A CDN is a network of servers located around the globe, and they are used to serve the Web with content. Dependent on your website needs, these services can be free of charge or cost a lot of money based on usage. A common example that is free, which many people use, is Google’s CDN for running Javascript framework Jquery on their websites. When retrieved, Jquery is not sent from the visited website but from a nearby CDN. Another common usage is to stream large amounts of video, something that draws a lot of traffic.

That such material is sent from a local data-center in the user’s vicinity is important because, for the user, it takes unnecessary time waiting to be connected with the server if it happens to be far away. Internet traffic on a continent works better than if the traffic has to go through cables under an ocean. This means that if you run a service that streams video, it will make a lot of difference if you have servers strategically placed, or rent servers on major networks and spread your content across the globe.
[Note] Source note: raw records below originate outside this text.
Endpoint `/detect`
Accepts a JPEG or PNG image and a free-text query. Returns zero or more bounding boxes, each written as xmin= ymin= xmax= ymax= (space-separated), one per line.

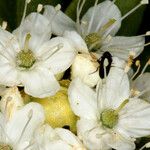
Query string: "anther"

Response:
xmin=130 ymin=60 xmax=141 ymax=80
xmin=17 ymin=109 xmax=33 ymax=143
xmin=146 ymin=31 xmax=150 ymax=36
xmin=26 ymin=0 xmax=31 ymax=4
xmin=37 ymin=4 xmax=43 ymax=13
xmin=55 ymin=4 xmax=61 ymax=11
xmin=2 ymin=21 xmax=7 ymax=30
xmin=125 ymin=51 xmax=135 ymax=73
xmin=140 ymin=59 xmax=150 ymax=76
The above example of retrieving Jquery, which is common on most websites, makes very good use of a CDN. If your visitors have recently been on a website that fetches Jquery 1.9 from Google’s CDN, they will not be required to download the file yet again if your website uses the same file version on the same CDN. The browser then notes that it is the same file as previously downloaded, and fetches it from its lightning fast local cache, instead.

Jquery 1.9 is a static file: when an update is detected; a new version number is used, which means that you get a new filename. All addresses to a new version will differ from older versions, and instruct browsers that there is new content, not downloaded yet. Many pictures should be handled the same way, placed in a more or less large CDN repository for fast transmission.

A variant that often pays off, even for small hosting companies, is to create a subdomain like media.mysite.com where you put pictures, sounds and so on. The point is to distinguish the complicated work of compiling web pages by connecting to databases, APIs, etc. and the simpler task of sending static files. Web server software such as Apache and Internet Information Server are not optimized for sending large amounts of static files and can, with a CDN or separate function, be relieved of this chore and instead focus on heavier jobs.

Databases

When trying to identify problems with databases, there are tools available for all major database environments. Most commonly used is logging and profiling, to gain insight into databases task. Logging is exactly as the name suggests, a log file that, in this context, is a means of collecting the queries that take too long to execute, or if there are errors that can affect performance.

A database query may not take, in normal cases, more than a tenth of a second to run. If this is not the case, either the system is not correctly designed, or you need your database environment reviewed. If you have enabled logging of your slow queries, you might see a pattern after having amassed a few thousand logged queries and you can now, thanks to this, start to look for a solution.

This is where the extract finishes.